This is significant: AMA, AOPA, EAA and Google’s sister company, Wing, urge FAA to Make Essential Changes to Remote ID Rule | AMA IN ACTION Advocating for Members

Last December, the FAA released a Notice of Proposed Rulemaking for Remote ID of remote control small aircraft that will de facto ban home made radio controlled model aircraft. That ban is not subtle but intentional in the FAA’s rules. The FAA fully intends to ban the nearly 100 year old model aircraft hobby – under the new rules, only certified, manufactured model aircraft which continuously transmit their location in real time (probably at the cost of a monthly subscription fee) would be permitted.

Additionally, the FAA would move flights of existing model aircraft to about 2,400 “reservations” – a number that would gradually shrink over time to the point that all home made radio controlled aircraft would be banned in the United States.

The purpose of the FAA’s proposal is to seize the public airspace over the United States and turn it over to private industrial drone operations, and to increase costs to members of the public – by mandating realtime, continuous location data transmissions into cloud databases for a likely fee – so as to largely eliminate all model aircraft. This is why it is significant that Google has joined in this effort to retain the traditional model aircraft hobby.

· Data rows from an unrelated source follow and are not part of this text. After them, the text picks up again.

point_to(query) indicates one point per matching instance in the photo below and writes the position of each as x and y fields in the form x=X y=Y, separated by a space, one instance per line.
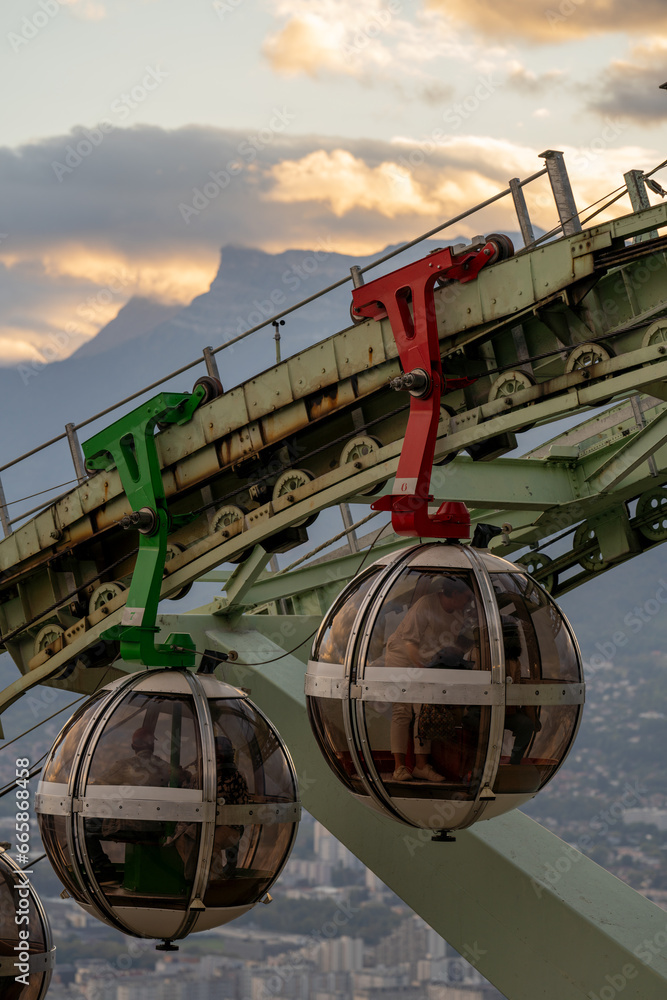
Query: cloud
x=631 y=87
x=87 y=10
x=369 y=42
x=345 y=182
x=526 y=82
x=551 y=21
x=147 y=210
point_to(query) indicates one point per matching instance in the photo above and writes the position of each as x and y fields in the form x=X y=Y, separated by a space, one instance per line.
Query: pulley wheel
x=289 y=481
x=103 y=594
x=535 y=563
x=504 y=247
x=357 y=448
x=174 y=549
x=46 y=635
x=652 y=506
x=585 y=356
x=593 y=561
x=655 y=334
x=355 y=317
x=223 y=518
x=212 y=387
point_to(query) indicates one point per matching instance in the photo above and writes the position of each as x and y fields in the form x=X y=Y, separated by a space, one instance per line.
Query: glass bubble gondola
x=27 y=953
x=445 y=686
x=168 y=804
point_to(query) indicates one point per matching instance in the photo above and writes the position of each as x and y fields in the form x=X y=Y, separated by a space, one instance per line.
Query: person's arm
x=412 y=649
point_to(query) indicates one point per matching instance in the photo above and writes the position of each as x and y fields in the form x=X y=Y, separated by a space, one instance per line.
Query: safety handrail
x=555 y=167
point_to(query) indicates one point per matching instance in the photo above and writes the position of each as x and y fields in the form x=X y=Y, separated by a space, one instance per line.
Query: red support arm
x=416 y=335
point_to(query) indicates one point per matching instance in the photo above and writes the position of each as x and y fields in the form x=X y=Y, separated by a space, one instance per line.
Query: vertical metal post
x=275 y=568
x=357 y=276
x=522 y=211
x=77 y=454
x=4 y=516
x=639 y=199
x=276 y=326
x=349 y=530
x=562 y=192
x=211 y=363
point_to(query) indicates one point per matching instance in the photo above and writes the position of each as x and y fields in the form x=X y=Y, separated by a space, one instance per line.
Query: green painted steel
x=128 y=445
x=551 y=333
x=533 y=914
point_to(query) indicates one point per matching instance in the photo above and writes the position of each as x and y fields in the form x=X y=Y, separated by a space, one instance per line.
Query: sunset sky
x=140 y=136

The FAA largely banned ultralight aircraft through a convoluted and confusing set of multiple rule making proceedings. The effect was to ban the use of two-seat ultralights for training purposes. The ultralight flying community has largely vanished as a result. The FAA has gone down the same path to regulate all airspace not only in your backyard, but under their proposal, to regulate the airspace even inside your home. The effect is to ultimately eliminate model aircraft in the U.S. in order to turn over the airspace in your backyard to private corporations. This is not wild speculation – this is exactly how their NPRM was written.